I have not made any reference to the use of rolled iron for structural purposes, because such material has not been used to any extent in mill architecture. Irrespective of questions of space or of strength, wood beams possess advantages in the reduction of vibration, facility of securing the plank above and hangers below, and a great many other purposes in the changing and alterations of a mill, which render them peculiarly useful, and I believe that the results with Southern pine beams in American mills are much superior to those of the iron beams in European mills.

No small part of the success attending the use of rolled iron in the structural purposes for which it is adapted, has been due to the excellent and reliable engineering information contained in the manuals and catalogues issued by the rolling mills. Such works are reliable and clear, and, as far as I know, can without exception be safely followed.

The general tendency of American mill construction is toward as low buildings as the price of land will admit. The American mills being devoted to a large variety of operations, instead of being confined to a single process after the manner of those of European type, require a great deal more care in their organization, not merely in the original lay-out for the purpose of arranging for the passage of the stock in processes from the raw material to the finished product in as straight lines as possible, but due consideration should also be given to providing facilities for the enlargement of the mill.

As an illustration of the methods employed, in a paper mill plan of my own design, [the view and plan being thrown on the screen], the various operations containing processes of different hazard in regard to fire are completely isolated from each other by means of fire walls, and the storage of the mill is in turn isolated from the manufactory.

The storehouse consists of three sections, the largest section for paper stock, which is sorted in the upper story, the second section, one story in height, for other manufacturing supplies, and beyond the fire wall the storehouse is arranged to contain the finished paper. Goods can be taken away from or added to the storehouse at the single line of teams, or railroad siding.

After the stock leaves the sorting room, it is carried to the dusting room over a covered bridge, which is protected from the weather on one side, yet does not form a flue for the spread of fire as does a closed bridge.

The first room in the main mill is used for a dusting room, and thence the stock falls into the rotary bleach, whence it is carried through the fire doors to the engine room. Here it meets the wood pulp and clay wheeled from the middle section of the storehouse, which is on that same level. After washing and beating, the stock is run into the drainers below, whence it is raised again, and after suitable intermediate processes the pulp is converted into paper on the paper machine in the connecting building. This paper is then taken into the upper part of the main building, and after being dried on the lofts is suitably calendered and packed before being transferred into the extreme end of the storehouse to await shipment.

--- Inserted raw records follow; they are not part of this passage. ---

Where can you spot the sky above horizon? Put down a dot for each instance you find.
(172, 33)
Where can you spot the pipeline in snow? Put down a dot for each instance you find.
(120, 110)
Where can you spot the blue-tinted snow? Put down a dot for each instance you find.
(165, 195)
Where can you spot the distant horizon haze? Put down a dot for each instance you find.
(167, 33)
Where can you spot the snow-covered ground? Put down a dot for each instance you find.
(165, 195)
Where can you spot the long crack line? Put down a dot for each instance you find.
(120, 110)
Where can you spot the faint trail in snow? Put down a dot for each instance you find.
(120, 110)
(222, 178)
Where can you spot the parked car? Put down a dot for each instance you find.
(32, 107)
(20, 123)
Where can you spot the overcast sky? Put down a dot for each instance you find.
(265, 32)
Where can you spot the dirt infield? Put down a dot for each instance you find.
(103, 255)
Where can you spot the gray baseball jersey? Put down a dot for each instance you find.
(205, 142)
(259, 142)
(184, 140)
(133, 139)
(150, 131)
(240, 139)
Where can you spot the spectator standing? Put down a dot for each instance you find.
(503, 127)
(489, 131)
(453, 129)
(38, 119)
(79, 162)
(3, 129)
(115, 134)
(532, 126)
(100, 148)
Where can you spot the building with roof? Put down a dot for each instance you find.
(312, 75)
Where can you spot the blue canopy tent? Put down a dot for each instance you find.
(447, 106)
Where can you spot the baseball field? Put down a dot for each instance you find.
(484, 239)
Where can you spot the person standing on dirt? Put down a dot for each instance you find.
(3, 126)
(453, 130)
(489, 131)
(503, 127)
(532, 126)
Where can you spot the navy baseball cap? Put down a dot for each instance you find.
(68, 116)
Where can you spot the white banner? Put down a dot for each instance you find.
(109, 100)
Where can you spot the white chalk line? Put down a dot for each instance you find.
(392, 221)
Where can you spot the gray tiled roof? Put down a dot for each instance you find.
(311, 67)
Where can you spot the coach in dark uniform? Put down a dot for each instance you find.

At the present time it has been found that an inclined roof of the olden type is not a necessity over a paper machine, as has been decreed by the tradition passed down from old practices. Within the last year, a number of flat roofs have been placed over paper machines, without any trouble ensuing from condensed water forming on the ceiling and thence dropping upon the stock. It is well known that the use of a flat roof in such places is attended with a great many mechanical conveniences; and the pitched roof hitherto used for these purposes has been submitted to, only because it was presumed to be necessary. The whole tendency of mill design is in the line of fitness of means to ends, in the simplest and most direct manner.

When the mills in Lowell were first built, they consisted of isolated buildings, which it was presumed would remain for all time; but when it became necessary to increase the plant, it was found that the engineer had wisely laid out the mills in the same yard in reference to a fixed grade, so that corresponding floors would meet when the buildings were extended so that they reached each other.

Wherever a strong and diffused light is necessary for any manufacturing process, or the conditions are such as to require unusual stability of the building, one-story mills lighted by monitors afford accommodations not reached by any other form of construction.